I am trying to parallelize a for loop and write results to a text file. Here is my code based on these SO answers:

#multiprocessing version
import multiprocessing as mp
import time
import numpy as np
from itertools import product
from functools import partial

fn = './rules_res_3.txt'

def worker(arg, q):
    '''stupidly simulates long running process'''
    w1, w2, w3= arg
    res=str(w1) +" " + str(w2) + " " + str(w3) 
    q.put(res)
    return res

def listener(q):
    '''listens for messages on the q, writes to file. '''

    with open(fn, 'a') as f:
        while True:
            m = q.get()
            print(m)
            if m == 'kill':
                break
            f.write(m + '\n')
            # f.flush()

def run():
    #must use Manager queue here, or will not work
    # manager = mp.Manager()
    # q = manager.Queue()    
    # pool = mp.Pool(mp.cpu_count() + 2)

    #put listener to work first
    # watcher = pool.apply_async(listener, (q,))

    #fire off workers
    r1,r2,r3 = np.arange(0.9, 1.5, 0.1), np.arange(0.9, 1.1, 0.1), np.arange(0, 1, 0.1)
    params=product(r1, r2, r3)
    

    # pool.map(partial(worker, q=q), [arg for arg in params])
    with mp.Manager() as manager:
        pool = mp.Pool()  # By default pool will size depending on cores available
        message_queue = manager.Queue()  # Queue for sending messages to file writer listener
        pool.apply_async(listener, (message_queue, ))  # Start file listener ahead of doing the work
        pool.map(partial(worker, q=message_queue), params)  # Partial function allows us to use map to divide workload


    #now we are done, kill the listener
    # q.put('kill')
    # pool.close()
    # pool.join()

run()

Problems that I am having:

  • print in listener function doesn't print anything enter image description here

  • this program doesn't write to './rules_res_3.txt' at all. I am not even sure whether workers or listener is running properly at all.

JP Zhang
  • 767
  • 1
  • 7
  • 27
  • What is your OS and output by `python xxx.py`? You should protect the “entry point” of the program by using `if __name__ == '__main__'` according to the [Programming guidelines](https://docs.python.org/3.7/library/multiprocessing.html#programming-guidelines) – HALF9000 Jun 20 '22 at 03:57
  • @HALF9000 I am using windows and running this piece of code on jupyter notebook. – JP Zhang Jun 20 '22 at 04:03

1 Answers1

2

The problem here is that you never allow the loop to end.

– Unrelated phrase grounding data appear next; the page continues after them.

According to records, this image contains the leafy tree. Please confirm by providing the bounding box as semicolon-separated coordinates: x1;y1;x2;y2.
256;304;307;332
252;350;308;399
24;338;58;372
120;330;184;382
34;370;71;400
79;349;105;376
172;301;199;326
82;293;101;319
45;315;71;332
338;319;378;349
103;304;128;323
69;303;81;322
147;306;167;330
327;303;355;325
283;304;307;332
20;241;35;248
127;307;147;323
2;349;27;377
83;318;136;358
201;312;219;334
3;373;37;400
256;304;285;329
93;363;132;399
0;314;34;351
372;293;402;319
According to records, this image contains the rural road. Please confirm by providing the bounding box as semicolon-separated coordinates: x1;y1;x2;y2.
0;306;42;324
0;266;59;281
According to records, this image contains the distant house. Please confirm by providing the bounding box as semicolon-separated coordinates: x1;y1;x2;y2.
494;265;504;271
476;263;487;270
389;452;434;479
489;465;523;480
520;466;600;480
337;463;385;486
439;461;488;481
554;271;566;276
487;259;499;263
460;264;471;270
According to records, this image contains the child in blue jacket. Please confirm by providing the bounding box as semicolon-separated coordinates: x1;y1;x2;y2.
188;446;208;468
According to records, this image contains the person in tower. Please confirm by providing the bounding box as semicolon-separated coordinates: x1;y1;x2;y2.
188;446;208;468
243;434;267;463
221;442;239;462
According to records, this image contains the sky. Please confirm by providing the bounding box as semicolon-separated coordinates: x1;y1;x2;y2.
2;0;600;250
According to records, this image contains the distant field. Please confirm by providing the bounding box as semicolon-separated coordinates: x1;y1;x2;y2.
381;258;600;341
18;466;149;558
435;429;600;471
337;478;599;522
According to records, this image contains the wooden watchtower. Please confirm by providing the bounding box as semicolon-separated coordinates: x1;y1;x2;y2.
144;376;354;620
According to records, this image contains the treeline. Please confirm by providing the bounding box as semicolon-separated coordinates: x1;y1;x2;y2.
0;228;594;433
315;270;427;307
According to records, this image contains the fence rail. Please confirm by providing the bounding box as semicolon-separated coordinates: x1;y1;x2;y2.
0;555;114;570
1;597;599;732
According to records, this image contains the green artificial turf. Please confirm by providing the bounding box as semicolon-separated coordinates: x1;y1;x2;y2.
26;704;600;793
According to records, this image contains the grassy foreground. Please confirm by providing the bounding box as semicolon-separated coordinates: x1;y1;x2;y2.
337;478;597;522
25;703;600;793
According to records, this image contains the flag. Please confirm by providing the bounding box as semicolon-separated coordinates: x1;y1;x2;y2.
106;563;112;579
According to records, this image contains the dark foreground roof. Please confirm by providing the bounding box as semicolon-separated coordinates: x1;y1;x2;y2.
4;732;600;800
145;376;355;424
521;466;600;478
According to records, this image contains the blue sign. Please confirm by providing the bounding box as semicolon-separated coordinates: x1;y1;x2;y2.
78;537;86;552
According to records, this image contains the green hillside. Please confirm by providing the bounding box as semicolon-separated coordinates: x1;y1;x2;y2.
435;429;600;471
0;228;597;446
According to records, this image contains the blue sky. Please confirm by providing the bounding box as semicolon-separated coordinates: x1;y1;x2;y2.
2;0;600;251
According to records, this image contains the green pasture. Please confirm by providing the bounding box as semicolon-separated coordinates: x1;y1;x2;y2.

You have commented out the code that sends the "kill" signal, which is what listener uses to end. Without that, the file is never flushed.

This works:

def run():
    r1,r2,r3 = np.arange(0.9, 1.5, 0.1), np.arange(0.9, 1.1, 0.1), np.arange(0, 1, 0.1)
    params=product(r1, r2, r3)
    
    with mp.Manager() as manager:
        pool = mp.Pool()  # By default pool will size depending on cores available
        message_queue = manager.Queue()  # Queue for sending messages to file writer listener
        pool.apply_async(listener, (message_queue, ))  # Start file listener ahead of doing the work
        pool.map(partial(worker, q=message_queue), params)  # Partial function allows us to use map to divide workload

        #now we are done, kill the listener
        message_queue.put('kill')
        pool.close()
        pool.join()
Tim Roberts
  • 48,973
  • 4
  • 21
  • 30